Proceedings of the
     1st Workshop on Artificial Intelligence and Formal Verification, Logics, Automata and Synthesis (OVERLAY),
                                          Rende, Italy, November 19–20, 2019


              Towards the Automated Verification of
                  Publish/Subscribe Networks

                                                Giorgio Delzanno1
                                    1
                                        DIBRIS, University of Genova
                                         1
                                             giorgio.delzanno@unige.it


                                                    Abstract


                We present a formal model of publish/subscribe network architectures in which
            a central communication broker is in charge of distributing messages to clients
            subscribed to certain topics.
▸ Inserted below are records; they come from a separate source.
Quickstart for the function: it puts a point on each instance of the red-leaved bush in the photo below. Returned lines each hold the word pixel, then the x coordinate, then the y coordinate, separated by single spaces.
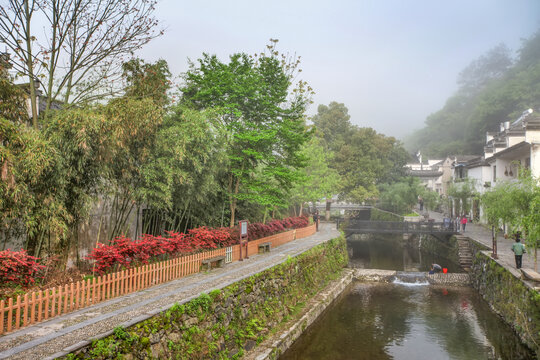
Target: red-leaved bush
pixel 123 252
pixel 19 268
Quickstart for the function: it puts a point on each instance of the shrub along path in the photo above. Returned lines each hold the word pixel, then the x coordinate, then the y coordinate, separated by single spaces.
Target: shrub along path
pixel 483 235
pixel 66 333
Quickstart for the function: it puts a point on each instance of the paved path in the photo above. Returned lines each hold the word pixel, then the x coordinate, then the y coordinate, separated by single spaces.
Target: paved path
pixel 483 235
pixel 66 333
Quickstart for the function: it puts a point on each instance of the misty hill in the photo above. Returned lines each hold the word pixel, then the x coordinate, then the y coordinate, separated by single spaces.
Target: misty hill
pixel 493 89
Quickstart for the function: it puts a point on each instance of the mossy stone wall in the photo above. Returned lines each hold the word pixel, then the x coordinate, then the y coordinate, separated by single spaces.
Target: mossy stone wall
pixel 227 322
pixel 447 247
pixel 514 301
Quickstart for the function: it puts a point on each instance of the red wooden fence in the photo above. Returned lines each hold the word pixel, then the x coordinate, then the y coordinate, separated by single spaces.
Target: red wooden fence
pixel 37 306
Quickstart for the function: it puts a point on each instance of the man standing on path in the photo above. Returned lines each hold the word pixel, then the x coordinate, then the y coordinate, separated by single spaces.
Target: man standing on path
pixel 463 223
pixel 518 248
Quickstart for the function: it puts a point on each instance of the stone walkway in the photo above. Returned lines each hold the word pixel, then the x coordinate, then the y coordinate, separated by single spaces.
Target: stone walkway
pixel 483 235
pixel 64 334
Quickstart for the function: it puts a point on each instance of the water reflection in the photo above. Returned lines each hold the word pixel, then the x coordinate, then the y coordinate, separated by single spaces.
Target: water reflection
pixel 387 321
pixel 391 252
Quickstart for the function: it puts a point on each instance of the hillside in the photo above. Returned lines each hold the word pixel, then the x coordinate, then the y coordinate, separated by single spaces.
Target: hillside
pixel 493 89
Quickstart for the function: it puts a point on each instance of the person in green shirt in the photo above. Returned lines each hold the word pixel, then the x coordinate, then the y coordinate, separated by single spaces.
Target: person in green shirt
pixel 518 248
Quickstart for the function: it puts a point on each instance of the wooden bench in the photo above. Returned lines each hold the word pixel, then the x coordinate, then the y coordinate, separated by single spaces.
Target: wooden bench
pixel 220 260
pixel 264 247
pixel 530 274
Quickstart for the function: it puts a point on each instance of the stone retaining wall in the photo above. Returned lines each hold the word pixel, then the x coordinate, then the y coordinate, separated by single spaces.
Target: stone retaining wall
pixel 447 248
pixel 273 348
pixel 228 322
pixel 451 279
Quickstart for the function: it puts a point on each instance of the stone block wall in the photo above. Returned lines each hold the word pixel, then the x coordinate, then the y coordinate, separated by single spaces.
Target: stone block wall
pixel 227 322
pixel 517 303
pixel 447 248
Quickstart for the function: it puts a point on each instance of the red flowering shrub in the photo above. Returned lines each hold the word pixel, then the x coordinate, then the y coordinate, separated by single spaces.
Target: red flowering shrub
pixel 123 252
pixel 19 268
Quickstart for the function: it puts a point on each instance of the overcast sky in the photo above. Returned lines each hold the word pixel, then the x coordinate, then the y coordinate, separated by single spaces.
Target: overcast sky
pixel 391 62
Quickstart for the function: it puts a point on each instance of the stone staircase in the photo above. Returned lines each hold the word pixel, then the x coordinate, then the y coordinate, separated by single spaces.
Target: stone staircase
pixel 464 251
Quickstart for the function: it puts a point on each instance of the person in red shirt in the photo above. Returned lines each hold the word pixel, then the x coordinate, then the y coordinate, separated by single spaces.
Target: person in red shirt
pixel 463 223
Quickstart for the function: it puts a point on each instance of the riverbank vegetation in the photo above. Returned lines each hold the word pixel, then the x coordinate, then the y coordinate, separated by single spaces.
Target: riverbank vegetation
pixel 494 88
pixel 515 206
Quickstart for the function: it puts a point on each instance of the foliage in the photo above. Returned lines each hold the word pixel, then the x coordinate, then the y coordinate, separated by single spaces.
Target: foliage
pixel 147 80
pixel 362 157
pixel 400 197
pixel 12 104
pixel 493 89
pixel 222 326
pixel 516 204
pixel 463 192
pixel 263 116
pixel 124 253
pixel 29 203
pixel 317 180
pixel 19 268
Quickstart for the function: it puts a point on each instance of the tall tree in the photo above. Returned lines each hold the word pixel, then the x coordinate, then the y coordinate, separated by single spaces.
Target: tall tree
pixel 318 179
pixel 493 89
pixel 80 53
pixel 263 112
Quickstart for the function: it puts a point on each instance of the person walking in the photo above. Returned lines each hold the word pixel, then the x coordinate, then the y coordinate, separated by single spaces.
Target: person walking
pixel 518 249
pixel 463 223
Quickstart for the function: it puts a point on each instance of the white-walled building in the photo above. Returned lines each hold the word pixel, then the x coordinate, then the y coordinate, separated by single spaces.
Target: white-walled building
pixel 514 146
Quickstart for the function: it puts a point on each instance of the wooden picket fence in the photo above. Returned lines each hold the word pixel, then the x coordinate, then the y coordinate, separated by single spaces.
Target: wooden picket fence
pixel 38 306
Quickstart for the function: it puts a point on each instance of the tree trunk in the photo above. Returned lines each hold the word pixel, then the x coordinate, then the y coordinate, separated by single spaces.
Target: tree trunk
pixel 30 65
pixel 233 200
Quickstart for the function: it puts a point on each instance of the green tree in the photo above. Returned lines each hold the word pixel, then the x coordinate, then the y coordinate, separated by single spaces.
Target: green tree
pixel 183 179
pixel 367 160
pixel 463 194
pixel 400 197
pixel 81 140
pixel 493 89
pixel 29 204
pixel 12 104
pixel 263 113
pixel 333 125
pixel 515 204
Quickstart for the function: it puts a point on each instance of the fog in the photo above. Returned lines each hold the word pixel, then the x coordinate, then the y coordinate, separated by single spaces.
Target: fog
pixel 392 63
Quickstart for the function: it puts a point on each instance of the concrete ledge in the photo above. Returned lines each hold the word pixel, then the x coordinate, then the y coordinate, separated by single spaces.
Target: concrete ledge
pixel 374 275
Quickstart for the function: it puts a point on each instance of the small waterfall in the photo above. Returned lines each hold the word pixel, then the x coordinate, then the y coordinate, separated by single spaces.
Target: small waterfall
pixel 410 278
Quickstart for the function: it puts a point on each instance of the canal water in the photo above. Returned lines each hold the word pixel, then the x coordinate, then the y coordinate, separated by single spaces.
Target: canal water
pixel 392 252
pixel 406 320
pixel 375 321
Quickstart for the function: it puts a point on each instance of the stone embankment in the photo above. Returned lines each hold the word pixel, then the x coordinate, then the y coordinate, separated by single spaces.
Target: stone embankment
pixel 229 322
pixel 450 279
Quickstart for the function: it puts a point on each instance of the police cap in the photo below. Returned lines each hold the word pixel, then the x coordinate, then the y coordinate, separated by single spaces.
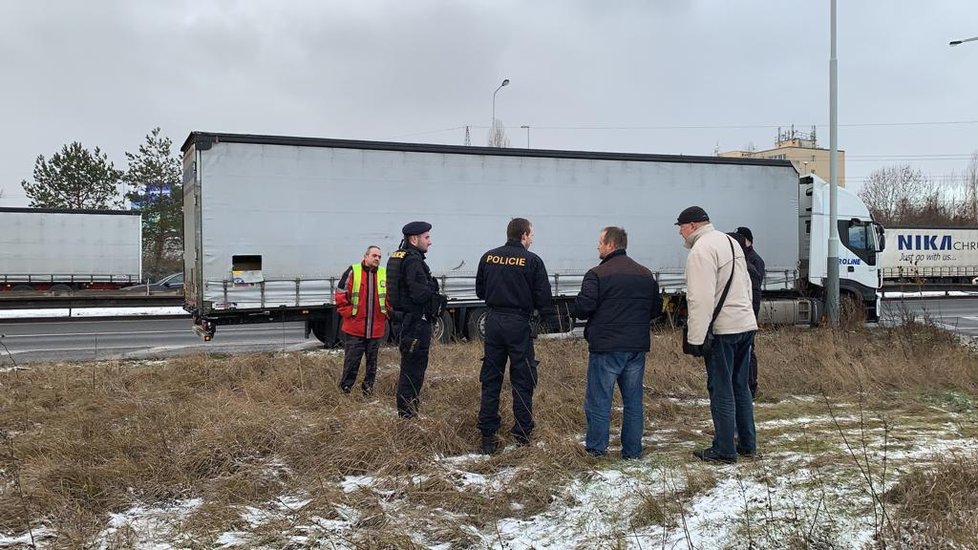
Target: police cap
pixel 746 232
pixel 692 214
pixel 416 228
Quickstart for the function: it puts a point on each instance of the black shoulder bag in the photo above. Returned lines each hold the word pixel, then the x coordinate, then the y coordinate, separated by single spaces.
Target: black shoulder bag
pixel 707 346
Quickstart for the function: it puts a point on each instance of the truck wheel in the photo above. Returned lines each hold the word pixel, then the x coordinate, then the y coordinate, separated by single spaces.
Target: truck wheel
pixel 444 329
pixel 852 311
pixel 325 331
pixel 476 324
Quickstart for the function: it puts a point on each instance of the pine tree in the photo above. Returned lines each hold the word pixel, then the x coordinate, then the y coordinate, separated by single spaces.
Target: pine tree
pixel 154 177
pixel 74 178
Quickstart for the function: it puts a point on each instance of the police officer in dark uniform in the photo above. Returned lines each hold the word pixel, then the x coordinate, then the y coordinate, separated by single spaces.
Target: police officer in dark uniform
pixel 413 292
pixel 513 282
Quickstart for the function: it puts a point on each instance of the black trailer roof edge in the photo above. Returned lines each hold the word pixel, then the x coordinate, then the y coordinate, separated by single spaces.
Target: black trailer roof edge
pixel 204 140
pixel 71 211
pixel 937 227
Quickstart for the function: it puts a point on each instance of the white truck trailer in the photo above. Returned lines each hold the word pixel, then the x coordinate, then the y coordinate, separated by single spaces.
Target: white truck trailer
pixel 271 222
pixel 931 254
pixel 44 249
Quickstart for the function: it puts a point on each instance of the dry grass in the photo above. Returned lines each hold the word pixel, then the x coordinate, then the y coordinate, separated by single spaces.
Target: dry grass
pixel 81 441
pixel 936 507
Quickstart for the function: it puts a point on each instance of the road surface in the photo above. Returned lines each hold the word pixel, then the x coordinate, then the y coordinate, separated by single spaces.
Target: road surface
pixel 138 339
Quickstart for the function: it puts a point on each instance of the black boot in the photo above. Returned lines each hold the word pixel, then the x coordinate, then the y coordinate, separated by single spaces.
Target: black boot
pixel 488 444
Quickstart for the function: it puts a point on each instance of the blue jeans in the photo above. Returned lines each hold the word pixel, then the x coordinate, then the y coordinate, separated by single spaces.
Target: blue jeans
pixel 731 405
pixel 604 369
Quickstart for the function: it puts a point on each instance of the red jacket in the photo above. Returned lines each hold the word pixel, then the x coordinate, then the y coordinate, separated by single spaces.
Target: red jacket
pixel 370 318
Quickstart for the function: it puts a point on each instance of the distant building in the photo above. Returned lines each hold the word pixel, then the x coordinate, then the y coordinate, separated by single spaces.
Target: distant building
pixel 802 151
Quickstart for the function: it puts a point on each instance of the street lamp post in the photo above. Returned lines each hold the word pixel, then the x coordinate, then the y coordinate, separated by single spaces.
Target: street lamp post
pixel 832 284
pixel 957 42
pixel 492 127
pixel 952 44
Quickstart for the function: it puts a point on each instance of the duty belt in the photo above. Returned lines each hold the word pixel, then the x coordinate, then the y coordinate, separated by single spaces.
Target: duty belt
pixel 510 311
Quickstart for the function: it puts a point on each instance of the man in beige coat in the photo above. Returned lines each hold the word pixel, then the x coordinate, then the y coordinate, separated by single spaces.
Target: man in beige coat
pixel 714 259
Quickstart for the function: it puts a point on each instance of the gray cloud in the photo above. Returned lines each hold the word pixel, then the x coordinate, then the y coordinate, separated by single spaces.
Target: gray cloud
pixel 106 72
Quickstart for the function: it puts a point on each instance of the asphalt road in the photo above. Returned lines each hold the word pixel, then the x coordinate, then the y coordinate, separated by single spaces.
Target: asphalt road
pixel 78 339
pixel 148 338
pixel 956 314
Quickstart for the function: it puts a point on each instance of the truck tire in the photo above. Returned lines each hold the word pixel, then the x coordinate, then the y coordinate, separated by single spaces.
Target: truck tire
pixel 851 309
pixel 325 330
pixel 476 324
pixel 443 330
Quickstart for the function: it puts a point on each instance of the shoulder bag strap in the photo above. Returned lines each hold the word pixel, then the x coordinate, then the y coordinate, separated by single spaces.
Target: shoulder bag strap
pixel 726 289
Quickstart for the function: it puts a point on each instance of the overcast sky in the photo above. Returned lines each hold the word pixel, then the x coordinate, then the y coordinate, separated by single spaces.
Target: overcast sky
pixel 652 76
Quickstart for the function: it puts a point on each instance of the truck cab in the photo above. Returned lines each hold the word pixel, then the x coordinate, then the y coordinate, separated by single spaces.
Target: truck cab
pixel 860 242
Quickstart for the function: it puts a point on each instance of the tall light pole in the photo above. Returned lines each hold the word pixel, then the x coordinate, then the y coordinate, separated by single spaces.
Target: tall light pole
pixel 957 42
pixel 492 127
pixel 832 284
pixel 952 44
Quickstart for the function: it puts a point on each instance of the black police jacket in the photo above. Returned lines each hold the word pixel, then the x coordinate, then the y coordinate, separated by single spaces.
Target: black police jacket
pixel 619 298
pixel 511 278
pixel 414 283
pixel 755 267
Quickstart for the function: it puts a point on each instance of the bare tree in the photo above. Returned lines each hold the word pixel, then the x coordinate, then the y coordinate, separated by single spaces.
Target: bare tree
pixel 497 134
pixel 971 189
pixel 900 195
pixel 891 191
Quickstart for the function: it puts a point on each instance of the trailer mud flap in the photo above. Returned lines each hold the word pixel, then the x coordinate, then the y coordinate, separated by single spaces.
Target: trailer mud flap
pixel 205 329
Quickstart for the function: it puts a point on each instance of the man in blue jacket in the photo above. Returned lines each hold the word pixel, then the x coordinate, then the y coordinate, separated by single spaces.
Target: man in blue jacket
pixel 619 298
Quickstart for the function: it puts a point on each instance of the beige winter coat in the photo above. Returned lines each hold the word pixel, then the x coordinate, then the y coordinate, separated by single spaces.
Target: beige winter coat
pixel 707 270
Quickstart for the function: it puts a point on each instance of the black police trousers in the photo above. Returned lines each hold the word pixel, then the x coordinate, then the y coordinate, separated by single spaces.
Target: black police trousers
pixel 354 348
pixel 508 336
pixel 414 341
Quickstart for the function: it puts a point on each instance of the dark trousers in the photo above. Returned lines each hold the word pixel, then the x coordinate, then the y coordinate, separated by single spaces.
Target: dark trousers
pixel 752 378
pixel 354 348
pixel 414 341
pixel 508 336
pixel 730 402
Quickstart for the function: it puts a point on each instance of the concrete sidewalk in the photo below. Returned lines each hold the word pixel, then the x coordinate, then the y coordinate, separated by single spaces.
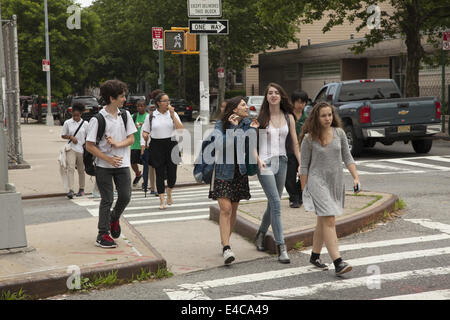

We consider different semantics for the internal
            structured of the server and for the notification phase. We discuss applicability of
            an SMT-based infinite-state model checker to the proposed model and decidability
            results for abstractions obtained hiding the internal structure of a server.


1    Introduction
Protocols designed to operate in distributed systems are often defined for an arbitrary number of
components and for asynchronous communication. Formal specification languages like Petri nets and
automata are often used to model skeletons of this kind of systems. The coverability decision problem
[1] is typically used to formulate reachability of bad configurations independently from the number of
components of a system. To express safety properties of distributed systems we can lift the coverability
decision problem, in which the initial configuration is fixed a priory, to a more general formulation
existentially quantified over an infinite set of initial configurations [6, 7]. The existentially quantified
coverability problem has been considered in [17, 18, 19, 5, 4] in order to reason on parameterized broadcast
protocols. Falsification of this decision problem provides a characterization of initial configurations from
which it is possible to reach a bad configuration, e.g., an anomaly in the protocol. Existentially quantified
coverability problem is undecidable for systems with a static communication topology and atomic broadcast
communication [1, 14, 17, 18, 6].
    In this work we focus our attention on the application of the SMT-based Infinite-state Model Checker
Cubicle [10] to formally specify and validate distributed protocols that combine asynchronous communi-
cation and synchronous operations on local data structures. Cubicle provides a specification language
that combines both local and global update rules. The combination is particularly useful when dealing
with specification of the internal behavior of protocols designed for client-server architectures. In the talk
we will first present a formal model that can be applied to Pub/Sub protocols such as Redis, MQTT,
etc. The model is based on a transition system in which clients are specified via labelled automata and
the behaviour of the server is described via a global subscriber list and a finite set of worker threads.
Spawning of worker threads accessing shared data is modelled using snapshot synchronisation [24] as
in copy-on-write data structures [30]. This strategy consists in creating snapshots of shared data that

                Copyright c 2020 for this paper by its authors.
                Use permitted under Creative Commons License Attribution 4.0 International (CC BY 4.0).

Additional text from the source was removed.